One-Piece Overall Suits
These one-piece suits cover your whole body and stay put during fast moving watersports. Think of them as pants with attached jackets.
Overalls with attached hood are best. They have a front zipper goes the whole length from the waist up to the neck which is often covered under a placket with velcro or snap fasteners.
The main feature is that it has no gap between jacket and pants, and no loose jacket tails. There is also no waist belt needed which makes it a lot more comfortable to wear.
All this is great for active sports where you move around a lot, like dinghy sailing, canoeing, adventure swimming, or as sun protection while chilling in the pool.

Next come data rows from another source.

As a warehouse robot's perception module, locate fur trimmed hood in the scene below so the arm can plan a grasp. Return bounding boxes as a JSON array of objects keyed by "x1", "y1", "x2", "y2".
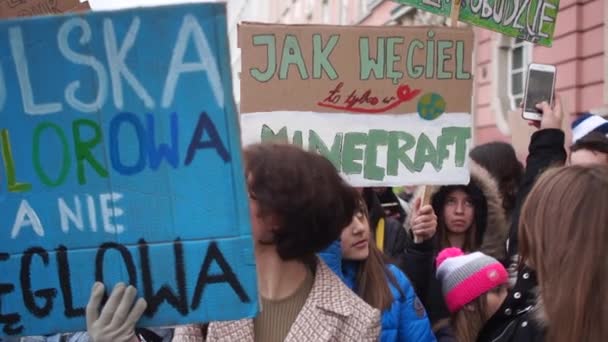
[{"x1": 406, "y1": 159, "x2": 509, "y2": 261}]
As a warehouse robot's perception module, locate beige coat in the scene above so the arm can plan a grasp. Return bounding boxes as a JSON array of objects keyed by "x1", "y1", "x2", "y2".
[{"x1": 173, "y1": 261, "x2": 380, "y2": 342}]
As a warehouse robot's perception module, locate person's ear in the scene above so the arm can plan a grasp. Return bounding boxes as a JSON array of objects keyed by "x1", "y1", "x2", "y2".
[{"x1": 463, "y1": 303, "x2": 477, "y2": 312}]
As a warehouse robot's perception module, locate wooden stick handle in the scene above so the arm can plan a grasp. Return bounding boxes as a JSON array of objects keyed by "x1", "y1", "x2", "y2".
[
  {"x1": 414, "y1": 185, "x2": 431, "y2": 243},
  {"x1": 450, "y1": 0, "x2": 461, "y2": 27}
]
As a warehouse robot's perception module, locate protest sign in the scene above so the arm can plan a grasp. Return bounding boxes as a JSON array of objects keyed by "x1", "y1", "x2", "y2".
[
  {"x1": 0, "y1": 4, "x2": 257, "y2": 336},
  {"x1": 239, "y1": 24, "x2": 473, "y2": 186},
  {"x1": 395, "y1": 0, "x2": 559, "y2": 47}
]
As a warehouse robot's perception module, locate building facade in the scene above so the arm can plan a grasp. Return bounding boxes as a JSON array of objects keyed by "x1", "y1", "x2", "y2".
[{"x1": 229, "y1": 0, "x2": 608, "y2": 156}]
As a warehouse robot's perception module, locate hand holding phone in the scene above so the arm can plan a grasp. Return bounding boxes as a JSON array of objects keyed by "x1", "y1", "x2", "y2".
[{"x1": 522, "y1": 63, "x2": 555, "y2": 121}]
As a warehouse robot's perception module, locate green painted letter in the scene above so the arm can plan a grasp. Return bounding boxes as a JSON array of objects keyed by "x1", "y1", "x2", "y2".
[
  {"x1": 363, "y1": 129, "x2": 388, "y2": 181},
  {"x1": 414, "y1": 133, "x2": 441, "y2": 172},
  {"x1": 72, "y1": 119, "x2": 108, "y2": 184},
  {"x1": 342, "y1": 132, "x2": 367, "y2": 175},
  {"x1": 406, "y1": 39, "x2": 424, "y2": 79},
  {"x1": 308, "y1": 130, "x2": 343, "y2": 171},
  {"x1": 312, "y1": 34, "x2": 340, "y2": 80},
  {"x1": 359, "y1": 37, "x2": 384, "y2": 80},
  {"x1": 386, "y1": 37, "x2": 403, "y2": 84},
  {"x1": 32, "y1": 122, "x2": 70, "y2": 186},
  {"x1": 386, "y1": 131, "x2": 416, "y2": 176},
  {"x1": 249, "y1": 34, "x2": 277, "y2": 82},
  {"x1": 279, "y1": 34, "x2": 308, "y2": 80},
  {"x1": 260, "y1": 125, "x2": 287, "y2": 144},
  {"x1": 437, "y1": 40, "x2": 454, "y2": 80},
  {"x1": 0, "y1": 129, "x2": 32, "y2": 192}
]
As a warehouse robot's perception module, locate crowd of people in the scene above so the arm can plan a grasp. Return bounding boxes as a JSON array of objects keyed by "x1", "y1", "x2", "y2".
[{"x1": 4, "y1": 101, "x2": 608, "y2": 342}]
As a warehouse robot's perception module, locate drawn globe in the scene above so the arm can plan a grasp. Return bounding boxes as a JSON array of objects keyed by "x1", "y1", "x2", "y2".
[{"x1": 418, "y1": 93, "x2": 446, "y2": 120}]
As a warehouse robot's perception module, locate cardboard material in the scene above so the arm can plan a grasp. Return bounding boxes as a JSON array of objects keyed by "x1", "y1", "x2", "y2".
[
  {"x1": 0, "y1": 4, "x2": 258, "y2": 339},
  {"x1": 395, "y1": 0, "x2": 559, "y2": 47},
  {"x1": 239, "y1": 23, "x2": 473, "y2": 186},
  {"x1": 0, "y1": 0, "x2": 82, "y2": 19}
]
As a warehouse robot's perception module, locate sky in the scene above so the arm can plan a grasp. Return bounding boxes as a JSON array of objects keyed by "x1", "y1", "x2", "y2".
[{"x1": 88, "y1": 0, "x2": 227, "y2": 11}]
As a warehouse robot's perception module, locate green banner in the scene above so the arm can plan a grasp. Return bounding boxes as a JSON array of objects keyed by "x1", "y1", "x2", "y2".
[{"x1": 395, "y1": 0, "x2": 559, "y2": 47}]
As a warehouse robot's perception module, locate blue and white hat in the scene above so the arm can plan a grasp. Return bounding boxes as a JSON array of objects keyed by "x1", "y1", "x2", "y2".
[{"x1": 572, "y1": 113, "x2": 608, "y2": 143}]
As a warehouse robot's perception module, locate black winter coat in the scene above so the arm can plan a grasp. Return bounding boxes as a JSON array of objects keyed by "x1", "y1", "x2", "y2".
[{"x1": 477, "y1": 269, "x2": 544, "y2": 342}]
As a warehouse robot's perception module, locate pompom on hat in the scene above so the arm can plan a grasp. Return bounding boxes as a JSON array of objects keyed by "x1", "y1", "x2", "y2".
[
  {"x1": 572, "y1": 112, "x2": 608, "y2": 143},
  {"x1": 436, "y1": 247, "x2": 509, "y2": 313}
]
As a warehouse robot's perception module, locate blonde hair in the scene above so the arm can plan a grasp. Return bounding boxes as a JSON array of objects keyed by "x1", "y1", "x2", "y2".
[
  {"x1": 519, "y1": 165, "x2": 608, "y2": 342},
  {"x1": 355, "y1": 196, "x2": 399, "y2": 311},
  {"x1": 451, "y1": 292, "x2": 489, "y2": 342}
]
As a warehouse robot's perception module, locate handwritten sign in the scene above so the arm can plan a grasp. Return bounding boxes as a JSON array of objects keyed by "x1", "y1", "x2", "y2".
[
  {"x1": 0, "y1": 4, "x2": 257, "y2": 336},
  {"x1": 395, "y1": 0, "x2": 559, "y2": 47},
  {"x1": 239, "y1": 24, "x2": 473, "y2": 186}
]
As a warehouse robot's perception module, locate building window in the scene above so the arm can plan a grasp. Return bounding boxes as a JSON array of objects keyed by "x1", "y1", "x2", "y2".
[
  {"x1": 494, "y1": 35, "x2": 532, "y2": 135},
  {"x1": 322, "y1": 0, "x2": 331, "y2": 24},
  {"x1": 340, "y1": 0, "x2": 348, "y2": 25},
  {"x1": 507, "y1": 39, "x2": 532, "y2": 109},
  {"x1": 365, "y1": 0, "x2": 382, "y2": 11}
]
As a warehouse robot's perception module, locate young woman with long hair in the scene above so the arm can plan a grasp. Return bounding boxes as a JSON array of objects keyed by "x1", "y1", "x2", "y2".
[
  {"x1": 519, "y1": 165, "x2": 608, "y2": 342},
  {"x1": 437, "y1": 247, "x2": 542, "y2": 342},
  {"x1": 87, "y1": 144, "x2": 380, "y2": 342},
  {"x1": 406, "y1": 161, "x2": 508, "y2": 331},
  {"x1": 320, "y1": 197, "x2": 435, "y2": 342}
]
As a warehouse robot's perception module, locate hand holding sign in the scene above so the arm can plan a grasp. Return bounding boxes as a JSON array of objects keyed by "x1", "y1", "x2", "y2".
[
  {"x1": 410, "y1": 198, "x2": 437, "y2": 243},
  {"x1": 87, "y1": 282, "x2": 147, "y2": 342}
]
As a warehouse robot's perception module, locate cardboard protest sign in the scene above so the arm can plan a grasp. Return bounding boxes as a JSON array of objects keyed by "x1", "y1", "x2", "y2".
[
  {"x1": 0, "y1": 4, "x2": 257, "y2": 336},
  {"x1": 239, "y1": 24, "x2": 473, "y2": 186},
  {"x1": 394, "y1": 0, "x2": 559, "y2": 47},
  {"x1": 0, "y1": 0, "x2": 83, "y2": 18}
]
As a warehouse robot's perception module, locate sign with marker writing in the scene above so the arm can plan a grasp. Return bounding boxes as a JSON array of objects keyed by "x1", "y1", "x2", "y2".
[
  {"x1": 394, "y1": 0, "x2": 559, "y2": 47},
  {"x1": 239, "y1": 23, "x2": 473, "y2": 186},
  {"x1": 0, "y1": 4, "x2": 257, "y2": 337}
]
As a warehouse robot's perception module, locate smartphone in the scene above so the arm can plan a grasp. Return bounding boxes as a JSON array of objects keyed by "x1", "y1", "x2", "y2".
[{"x1": 522, "y1": 63, "x2": 555, "y2": 121}]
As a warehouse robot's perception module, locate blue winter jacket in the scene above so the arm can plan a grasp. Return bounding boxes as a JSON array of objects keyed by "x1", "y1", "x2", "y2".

Overalls, or Boilersuits, are also known as "Coveralls" in North America, and is usually a bib-and-brace overall, which is a type of chest high pants with attached suspenders, like Dungarees. The word "boilersuit" may also refer to disposable garments such as DuPont's Tyvek suits. A more tight-fitting garment that is otherwise similar to an overall is usually called a jumpsuit.
The English language has several words for this garment. Here are a few:
- Coverall (North America)
- Boilersuit (Britain)
- Bunny Suit
- Jumpsuit (slimline design)
- Splashsuit (for watersports)
- Dinghysuit (for sailing)
- Less weight and bulk than jacket and trousers.
- Good wind and spray protection.
- Comfy for many watersports.
- Easy to swim in when you go into the water.
- One-piece suits stay in place, don't float up and leave your body exposed.
- Sun protection
- Jellyfish protection
- Cotton Drill
- Nylon, waterproof
- Nylon, not waterproof but very breathable
Improvements in adventure suits are the development of the new 'breathable' fabrics, allowing perspiration to evaporate and escape while keeping wind and spray out.
Any part of the overall that is covered by a buoyancy aid or sailing trapeze harness will not breathe correctly.
The more physically demanding your adventure is, the more desirable a breathable overall becomes.